Fielding Student’s Project Looks at Economic Impact of Folk Schools
Santa Barbara, CA —Thanks to the work of PhD student Dawn J. Murphy, Fielding Graduate University has received a two-year, $200,000 federal research grant through the Corporation for National and Community Service (CNCS).
Centered on Arbutus Folk School of Olympia, Washington, community and university researchers will develop and implement a Community-Based Research project in the Pac5, a five-county region in the Pacific Mountains of Washington. The “Leading from the Roots” project will engage local artisans, craftspeople, and tradition bearers in a study of economic vitality and resiliency through arts, culture, and heritage-based activities.

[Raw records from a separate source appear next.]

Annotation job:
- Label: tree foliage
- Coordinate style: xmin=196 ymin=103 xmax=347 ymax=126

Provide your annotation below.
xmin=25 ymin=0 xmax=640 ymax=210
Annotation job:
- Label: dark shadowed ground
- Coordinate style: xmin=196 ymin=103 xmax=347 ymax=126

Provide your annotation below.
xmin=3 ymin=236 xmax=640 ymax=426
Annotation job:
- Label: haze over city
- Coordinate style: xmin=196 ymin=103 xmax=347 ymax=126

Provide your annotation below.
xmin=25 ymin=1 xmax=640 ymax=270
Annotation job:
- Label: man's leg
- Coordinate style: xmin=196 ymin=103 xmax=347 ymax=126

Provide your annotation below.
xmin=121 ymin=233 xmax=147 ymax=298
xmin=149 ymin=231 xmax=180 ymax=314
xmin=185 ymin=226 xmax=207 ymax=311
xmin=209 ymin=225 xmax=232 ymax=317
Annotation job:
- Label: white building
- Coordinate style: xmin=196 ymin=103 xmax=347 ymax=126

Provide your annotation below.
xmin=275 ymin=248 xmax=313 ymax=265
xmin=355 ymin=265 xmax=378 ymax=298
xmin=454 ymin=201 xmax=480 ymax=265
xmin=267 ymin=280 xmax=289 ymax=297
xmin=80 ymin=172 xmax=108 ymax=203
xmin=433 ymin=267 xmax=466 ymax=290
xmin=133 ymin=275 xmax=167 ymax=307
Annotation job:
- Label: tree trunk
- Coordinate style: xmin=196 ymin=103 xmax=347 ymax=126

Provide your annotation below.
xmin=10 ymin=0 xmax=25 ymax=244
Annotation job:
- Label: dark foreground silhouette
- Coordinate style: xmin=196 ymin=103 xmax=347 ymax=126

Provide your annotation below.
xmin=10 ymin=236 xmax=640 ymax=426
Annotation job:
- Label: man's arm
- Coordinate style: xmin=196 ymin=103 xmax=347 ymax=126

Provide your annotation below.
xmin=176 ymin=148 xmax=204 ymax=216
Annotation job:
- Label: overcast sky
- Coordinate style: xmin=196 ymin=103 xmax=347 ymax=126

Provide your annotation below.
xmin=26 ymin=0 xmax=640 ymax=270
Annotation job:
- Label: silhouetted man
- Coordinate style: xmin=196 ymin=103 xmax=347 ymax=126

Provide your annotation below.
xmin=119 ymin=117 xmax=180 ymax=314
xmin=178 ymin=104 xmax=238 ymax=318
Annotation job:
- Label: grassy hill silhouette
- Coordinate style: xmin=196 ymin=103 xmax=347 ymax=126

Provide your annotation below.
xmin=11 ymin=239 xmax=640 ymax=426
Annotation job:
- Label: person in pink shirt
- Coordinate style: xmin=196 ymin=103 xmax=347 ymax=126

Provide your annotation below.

Specifically, Fielding faculty Principal Investigators Abigail Lynam, PhD, and K. Melchor Hall, PhD, as well as Murphy – a doctoral student and fellow with Fielding’s Marie Fielder Center for Democracy, Leadership, & Education – aim to answer these questions: “How can place-based, traditional artists and craftspeople help reduce their region’s dependency on external or unsustainable economic drivers and develop economic vitality and resilience in rural communities?” and “What impact does engagement in a Community Based Participatory Research process have on scope of service in folk schools?”
“Folk schools have a long history of inspiring social change by awakening, enlivening, and sustaining the communities in which they are located,” Murphy said. “Communities across the country are turning to folk schools for this reason with 92 new folk schools founded since 2001. Through the Leading from the Roots research project, Arbutus Folk School will serve as a model in broadening and measuring their impact. This could mean a ripple effect with communities in more than half the U.S. states reaping benefits.”
A total of 202 applications from universities in 46 states and the District of Columbia, Guam, and Puerto Rico competed. Collectively, these applicants requested more than $21.4 million, making this grant highly competitive. From the applications received, the “Leading from the Roots” Community Conversations Project was one of 16 grants awarded.